I matched it. “I’m glad, although I wish I had been the one to do it.”

Her sharp eyes glinted. “I’ve never had someone to protect me,” she said. “Only Lyria.”

“I will always protect you, Mila,” I swore, a promise as easy as breathing. “I’ve been attracted to you since the day we met, but my head was too fucked to realize what it was.” Deep in the valley, the screams began. “Then, when I came here, I realized how much I admired you. How strong and resilient you are.” The whistle of the archers’ arrows soared overhead, and the rest of my words came out hurriedly. “I was looking forward to training more and more every day, starting to feel like myself again because you showed me I could. And when we were in the Labyrinth, and you were gone, I missed you. I wanted to do anything to get you back. I guess that was the moment I finally realized it. I’m new to a lot of this. My whole life I’ve either been with Ophelia or been in a cage. I’m relearning what it feels like to be close to someone new. To trust someone new. To want someone new for more than a night.”

Mila flinched as a particularly guttural roar spiraled up the mountains. We both watched for our signal.

“And that’s me?” She sounded vulnerable in a way I hadn’t heard before. It was different than when she spoke of being a prisoner. That had been a hardened kind of haunting. This was skeptical, as if she truly didn’t believe I would want her despite the reasons I listed. “You want me for more than a night?”

“Mila, I want you for a hell of a lot longer than that.” And because I needed to know before we charged into that battle, I asked, “When did it happen for you?”

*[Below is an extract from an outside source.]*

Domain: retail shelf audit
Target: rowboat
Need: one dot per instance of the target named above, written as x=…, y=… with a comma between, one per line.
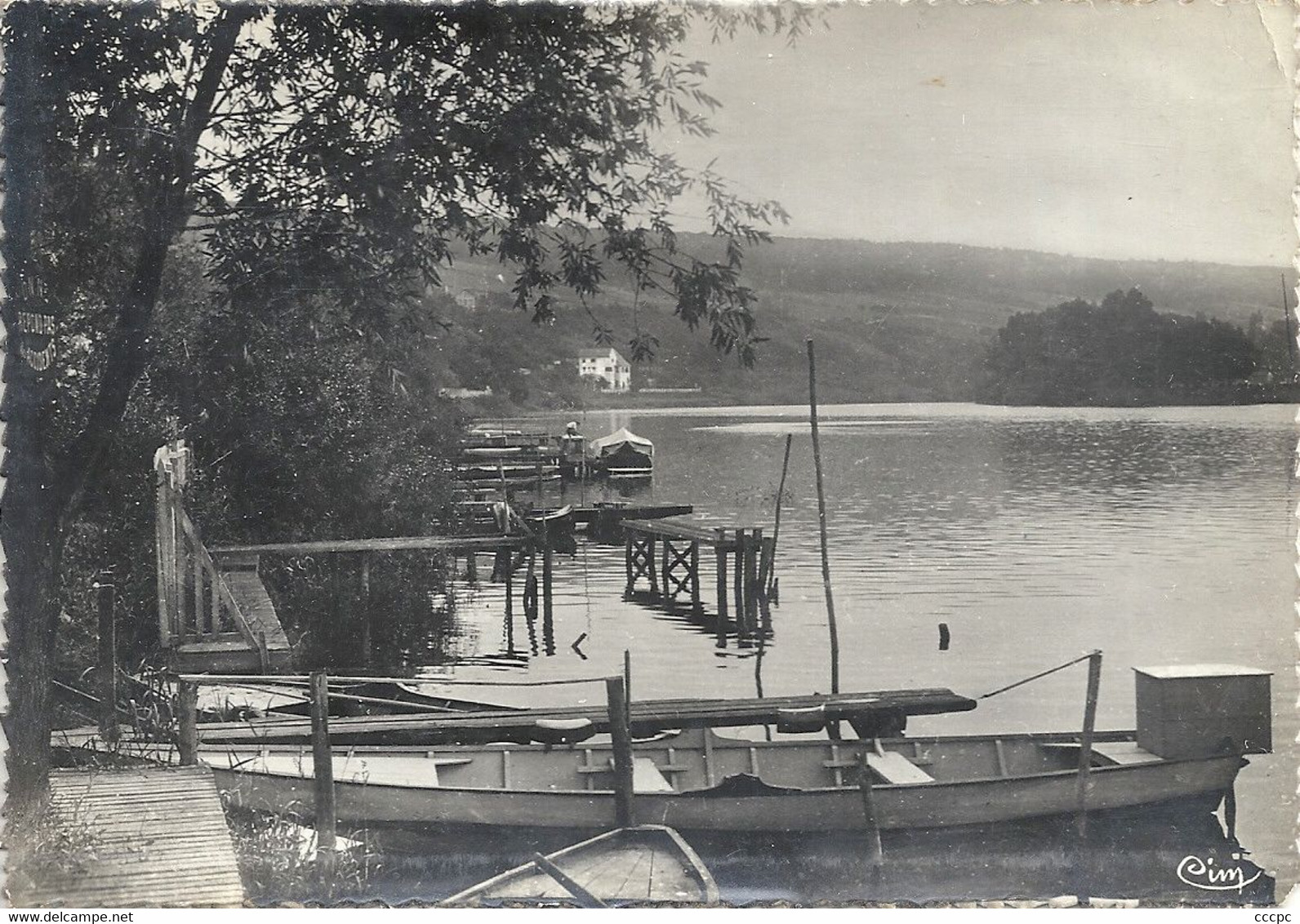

“Back in Damenal,” she said, without thinking, “when Ophelia was gone, and I saw how you tried to step up. I recognized something in you that I felt after the war. And as I watched that piece grow each day, I started to want to know it better. Started to fall.”

Neither of us looked at the other as we spoke. We stared out over the valley, taking in the devastation and trying to mask it with words that felt at least a little hopeful.

“Thanks for waiting for me to catch up,” I said.

It took a moment for my words to land, for my admission to sink in, but then her full lips split into a savage smile. “Best survive tonight, Warrior Prince.”

She pulled her short swords from her back.

“I plan to, General.” I unsheathed my own weapon.

A fire flared to life at the peak directly behind us, casting Mila’s form in an array of warm hues. A signal bellowed. And together, we led the second charge into battle.

Chapter Sixty-Two

Ophelia

We raced around the edge of Thorentil, staying well out of reach of the guard towers lining the walls to the Mindshaper capital. Apparently, before I’d killed him, Aird had been a bit paranoid. The guilty usually were.